I did my first programmed smoke today on some jerky.  Since it was jerky, EVERYTHING was automatic.
All I did was look over my smokers shoulder to make sure everything functioned OK.

With the ramp/soak and program, I started at 120 deg. for 30minutes, then upto 140 over 60 minutes, all drying time.  The alarm relay wired through the hot puck advance motor wire turned on as soon as it hit 140 degrees and the motor cycled a puck onto the hot plate (I hit the button twice to load 2 pucks before running the program).  After 2 hours of smoke, and the PID increasing the temp to 160 over the same 2 hours, the puck advance motor was shut off with a bubba puck left on the hot plate.  The temp was then held at 160 degrees until I shut the whole works down after the jerky looked done.  I never touched the original slider control or adjusted the PID in anyway.   Since I put the thicker jerky on the bottom, I didn't even have to rotate the racks.  I say it was all automatic because I don't have to change the water with the low jerky cook times, I'm working on an automatic water filler.   :)

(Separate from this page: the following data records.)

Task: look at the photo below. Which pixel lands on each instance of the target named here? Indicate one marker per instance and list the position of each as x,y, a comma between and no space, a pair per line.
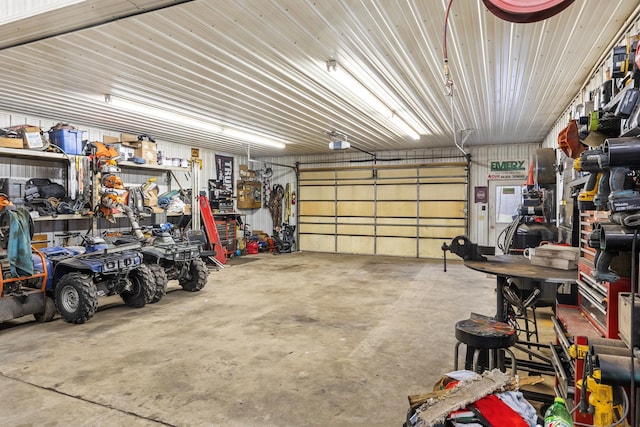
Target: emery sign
508,169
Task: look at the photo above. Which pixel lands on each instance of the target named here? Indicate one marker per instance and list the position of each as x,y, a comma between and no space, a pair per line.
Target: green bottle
557,415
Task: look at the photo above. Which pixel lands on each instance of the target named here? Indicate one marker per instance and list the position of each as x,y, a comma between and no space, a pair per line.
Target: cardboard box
32,138
246,173
624,318
124,151
249,194
110,139
11,142
148,151
151,198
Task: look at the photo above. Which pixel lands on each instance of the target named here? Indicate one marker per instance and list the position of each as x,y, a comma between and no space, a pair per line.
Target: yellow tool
578,351
601,401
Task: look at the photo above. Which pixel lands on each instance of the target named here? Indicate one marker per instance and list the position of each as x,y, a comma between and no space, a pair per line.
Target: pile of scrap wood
433,408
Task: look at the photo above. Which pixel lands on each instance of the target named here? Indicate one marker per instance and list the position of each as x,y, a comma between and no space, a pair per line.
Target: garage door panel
397,209
452,222
356,245
443,192
354,174
436,180
356,208
397,246
317,208
396,230
319,192
397,221
403,211
317,243
431,248
443,171
442,209
398,173
313,175
317,228
357,220
441,232
397,192
317,219
356,192
352,229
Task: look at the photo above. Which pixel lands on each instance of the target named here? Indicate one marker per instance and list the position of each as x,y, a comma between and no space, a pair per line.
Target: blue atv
79,275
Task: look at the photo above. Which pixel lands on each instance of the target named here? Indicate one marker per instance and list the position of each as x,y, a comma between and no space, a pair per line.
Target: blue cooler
70,140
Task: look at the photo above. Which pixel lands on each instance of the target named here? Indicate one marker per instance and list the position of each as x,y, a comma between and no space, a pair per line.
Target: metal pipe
81,26
622,151
616,370
609,350
616,237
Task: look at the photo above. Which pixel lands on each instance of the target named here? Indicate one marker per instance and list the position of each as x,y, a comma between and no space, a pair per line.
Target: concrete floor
297,339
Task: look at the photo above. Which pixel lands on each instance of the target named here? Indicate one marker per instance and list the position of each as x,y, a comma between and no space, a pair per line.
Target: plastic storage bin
70,140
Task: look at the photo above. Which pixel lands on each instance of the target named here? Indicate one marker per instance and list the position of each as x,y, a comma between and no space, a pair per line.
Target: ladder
212,232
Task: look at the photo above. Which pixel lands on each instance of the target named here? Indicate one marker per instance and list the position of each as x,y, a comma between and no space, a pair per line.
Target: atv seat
200,238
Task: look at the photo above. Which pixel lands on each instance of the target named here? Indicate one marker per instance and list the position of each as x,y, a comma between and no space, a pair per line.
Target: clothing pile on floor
468,399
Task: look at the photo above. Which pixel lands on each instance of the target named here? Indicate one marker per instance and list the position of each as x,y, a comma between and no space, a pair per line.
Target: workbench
517,266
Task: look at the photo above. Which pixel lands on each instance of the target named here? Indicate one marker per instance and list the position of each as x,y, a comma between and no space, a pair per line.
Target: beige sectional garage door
407,210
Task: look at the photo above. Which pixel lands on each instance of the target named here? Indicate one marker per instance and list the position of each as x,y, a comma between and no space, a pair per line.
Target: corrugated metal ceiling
260,65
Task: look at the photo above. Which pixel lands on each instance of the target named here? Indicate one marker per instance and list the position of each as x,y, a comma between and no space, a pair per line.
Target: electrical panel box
249,194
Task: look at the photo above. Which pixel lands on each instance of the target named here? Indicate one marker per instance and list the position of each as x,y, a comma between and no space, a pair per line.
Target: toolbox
70,140
12,187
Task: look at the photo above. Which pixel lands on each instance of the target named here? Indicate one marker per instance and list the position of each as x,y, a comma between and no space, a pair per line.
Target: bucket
252,248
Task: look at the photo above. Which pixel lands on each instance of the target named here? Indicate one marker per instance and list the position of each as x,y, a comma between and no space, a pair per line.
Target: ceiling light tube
192,120
354,86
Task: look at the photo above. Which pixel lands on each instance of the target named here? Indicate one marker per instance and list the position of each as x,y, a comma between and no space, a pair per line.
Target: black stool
488,335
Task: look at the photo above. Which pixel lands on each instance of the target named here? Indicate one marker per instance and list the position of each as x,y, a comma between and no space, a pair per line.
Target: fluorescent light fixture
366,95
193,120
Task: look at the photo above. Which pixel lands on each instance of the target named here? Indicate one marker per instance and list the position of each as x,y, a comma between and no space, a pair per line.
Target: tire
197,277
76,297
160,281
49,311
142,287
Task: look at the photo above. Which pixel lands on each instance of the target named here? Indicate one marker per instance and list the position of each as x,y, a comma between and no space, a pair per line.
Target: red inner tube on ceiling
526,11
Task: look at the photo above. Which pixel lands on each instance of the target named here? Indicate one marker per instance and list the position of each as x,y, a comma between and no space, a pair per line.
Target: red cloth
498,413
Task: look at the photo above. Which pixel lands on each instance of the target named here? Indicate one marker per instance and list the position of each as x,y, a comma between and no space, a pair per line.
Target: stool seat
488,336
483,333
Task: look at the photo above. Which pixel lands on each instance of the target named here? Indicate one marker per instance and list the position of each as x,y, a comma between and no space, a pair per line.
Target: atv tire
197,276
160,280
48,313
142,287
76,297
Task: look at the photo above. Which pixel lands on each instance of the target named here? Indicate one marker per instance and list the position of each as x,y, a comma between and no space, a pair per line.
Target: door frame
496,228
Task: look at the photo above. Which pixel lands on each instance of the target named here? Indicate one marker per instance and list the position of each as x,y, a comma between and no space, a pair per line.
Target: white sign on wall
508,169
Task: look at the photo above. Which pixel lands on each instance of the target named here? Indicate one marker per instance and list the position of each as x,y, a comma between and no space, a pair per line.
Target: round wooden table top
519,266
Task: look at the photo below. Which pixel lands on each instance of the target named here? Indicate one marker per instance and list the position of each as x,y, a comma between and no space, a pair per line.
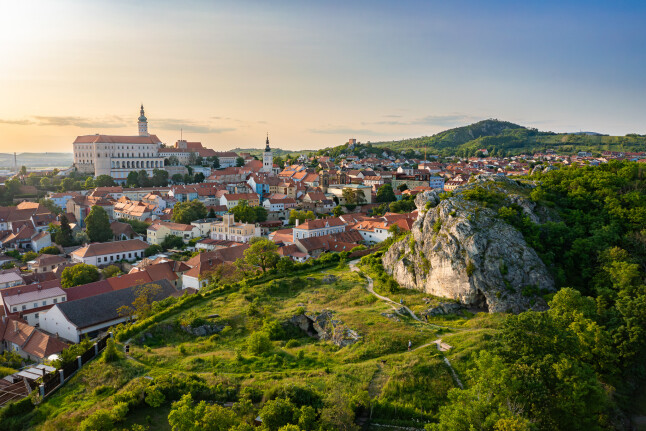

My high tech damper closer was a baby food jar filled with a few nuts and bolts (food grade of course).  I tied a string to it and set it down into the puck tower ontop of the last puck.  I tied the other end on the handle of the damper with no slack.  As soon as the first puck was advanced, the jar dropped 1 puck thickness and was enough to close the damper to half way, the next advance closed it against my probe wires going into the smoker thru the vent.  The baby food jar was dangling and the vent was a little more than half way closed, right where I usually have it.  Sorry Arc-N-sparks, I am clueless about the stepper motor and driver so I had to use something at my disposal. 

Anyhow, the project worked and thanks to this site and all the posts from the "know how" people I was able to get up the courage to give it a go.

Thanks again!
Patience



A well used minimum suffices for everything -- Phileas Fogg

Arcs_n_Sparks

Patience,

Outstanding story. The baby food jar sounds pretty clever (although it may invoke Rube Goldberg comparisons), and I suspect gravity always works where you are.

I'm still waiting to repair my driver board......   :(

Arcs_n_Sparks

iceman

Now that's using some imagination!!! :D ;D ;) Way cool Patience!!!